Balaceras cerca de escuelas y colegios en Costa Rica golpean la salud mental de miles de estudiantes

Nuestro país convive con una preocupante ola de violencia en sus comunidades y, aunque no se han registrado ataques armados dentro de centros educativos, durante el 2025 y los primeros cinco meses del presente año, distintas escuelas y colegios han tenido que activar medidas de resguardo debido a balaceras ocurridas cerca de estos recintos.
Dicha situación no solo provoca un sentimiento de inseguridad en la población, sino que, además, ya genera impactos emocionales en los estudiantes. Así lo asegura la Fundación La Casa de los Niños, organización que ha trabajado cerca de dos décadas con población en condición en vulnerabilidad expuestas a violencia social y criminalidad.
Para la Fundación, el mayor riesgo de esta situación es que Costa Rica continúe viendo estos hechos únicamente como noticias policiales y no como una emergencia que escala al ámbito emocional y educativo. Además, obliga al país a replantear la forma en que se protege a la niñez y adolescencia dentro y fuera de las aulas.
“La violencia no necesita entrar físicamente a un aula para afectar profundamente a un niño. Cuando un menor escucha disparos camino a la escuela, ve patrullas constantemente o siente miedo en su propia comunidad, su cerebro vive en estado de alerta permanente”, explica Chaves Fournier especialista en niñez y adolescencia y directora ejecutiva de la Fundación La Casa de los Niños.
La exposición constante a balaceras, amenazas y violencia comunitaria genera consecuencias emocionales profundas en niños y adolescentes. Entre las principales afectaciones se encuentran: la ansiedad constante, hipervigilancia, miedo permanente, alteraciones del sueño, irritabilidad, dificultades de concentración, bajo rendimiento académico y síntomas relacionados con estrés postraumático.
En adolescentes, además, existe un fenómeno particularmente preocupante: la normalización de la violencia. La exposición repetitiva a balaceras, conversaciones violentas y contenido explícito relacionado con asesinatos y disputas criminales puede generar morbo, curiosidad y pérdida de sensibilidad frente al riesgo.
“Cuando un adolescente crece escuchando que hubo disparos “otra vez” en su barrio, o viendo videos violentos circular todos los días, existe el riesgo de que empiece a percibir estas dinámicas como normales, inevitables o incluso admirables”, señala Chaves Fournier.
“La percepción de un menor frente a la violencia es completamente distinta a la de un adulto. Muchos niños comienzan a sentir miedo por su propia vida o por la seguridad de las personas que aman. Y en adolescentes, la sobreexposición puede generar curiosidad y normalización”, explica la psicóloga.
Por ello, se recomienda a las familias:
Hablar con honestidad y calma según la edad del menor
Responder preguntas sin entrar en detalles gráficos
No compartir imágenes o videos explícitos delante de ellos
Validar sus emociones sin minimizar sus miedos
Mantener rutinas y espacios seguros
Observar cambios importantes de conducta
Buscar apoyo profesional si aparecen síntomas persistentes de ansiedad o aislamiento
Se necesitan protocolos adaptados a la realidad
La directora de la Fundación Casa de los Niños considera urgente que el país fortalezca protocolos específicos para balaceras cerca de centros educativos y no únicamente escenarios de ataques internos, como ocurre en otras realidades internacionales.

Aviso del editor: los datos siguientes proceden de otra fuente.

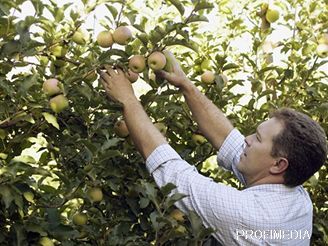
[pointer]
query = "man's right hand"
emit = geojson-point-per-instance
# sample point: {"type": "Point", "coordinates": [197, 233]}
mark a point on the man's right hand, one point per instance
{"type": "Point", "coordinates": [175, 75]}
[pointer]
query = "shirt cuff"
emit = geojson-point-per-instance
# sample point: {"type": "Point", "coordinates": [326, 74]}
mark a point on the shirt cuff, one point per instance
{"type": "Point", "coordinates": [161, 155]}
{"type": "Point", "coordinates": [230, 149]}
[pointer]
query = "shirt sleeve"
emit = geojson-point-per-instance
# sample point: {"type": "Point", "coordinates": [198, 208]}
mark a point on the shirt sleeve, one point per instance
{"type": "Point", "coordinates": [215, 203]}
{"type": "Point", "coordinates": [228, 155]}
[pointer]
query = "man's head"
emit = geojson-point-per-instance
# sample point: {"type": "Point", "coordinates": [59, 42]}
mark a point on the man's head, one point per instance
{"type": "Point", "coordinates": [302, 142]}
{"type": "Point", "coordinates": [288, 148]}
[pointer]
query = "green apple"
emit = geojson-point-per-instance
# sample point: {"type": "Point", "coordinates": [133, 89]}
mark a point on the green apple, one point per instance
{"type": "Point", "coordinates": [198, 139]}
{"type": "Point", "coordinates": [105, 39]}
{"type": "Point", "coordinates": [177, 215]}
{"type": "Point", "coordinates": [122, 35]}
{"type": "Point", "coordinates": [51, 87]}
{"type": "Point", "coordinates": [161, 127]}
{"type": "Point", "coordinates": [132, 76]}
{"type": "Point", "coordinates": [207, 77]}
{"type": "Point", "coordinates": [137, 63]}
{"type": "Point", "coordinates": [272, 15]}
{"type": "Point", "coordinates": [58, 50]}
{"type": "Point", "coordinates": [95, 194]}
{"type": "Point", "coordinates": [323, 39]}
{"type": "Point", "coordinates": [206, 65]}
{"type": "Point", "coordinates": [80, 219]}
{"type": "Point", "coordinates": [121, 129]}
{"type": "Point", "coordinates": [156, 61]}
{"type": "Point", "coordinates": [45, 241]}
{"type": "Point", "coordinates": [79, 37]}
{"type": "Point", "coordinates": [58, 103]}
{"type": "Point", "coordinates": [322, 50]}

“En Costa Rica, la mayoría de los eventos violentos relacionados con escuelas ocurren afuera de los centros educativos, en vía pública, producto de conflictos entre bandas criminales. Sin embargo, el riesgo para los menores sigue siendo enorme porque una bala perdida puede convertir una situación externa en una tragedia colateral”, advierte la directora de la Fundación.
Protocolos claros de resguardo ante fuego cruzado externo
Capacitación docente en primeros auxilios psicológicos
Atención emocional inmediata después de eventos violentos
Espacios seguros de conversación con estudiantes
Acompañamiento a familias
Estrategias comunitarias de prevención
“La seguridad escolar no puede limitarse únicamente a cerrar portones. También implica proteger emocionalmente a los menores que hoy están creciendo con miedo o, peor aún, asumiendo la violencia como un estilo de vida”, concluye Chaves Fournier.
Costa Rica aún está a tiempo de prevenir consecuencias mayores. Pero para lograrlo, necesita abrir una conversación nacional sobre el impacto emocional que la violencia comunitaria ya está dejando en miles de niños y adolescentes.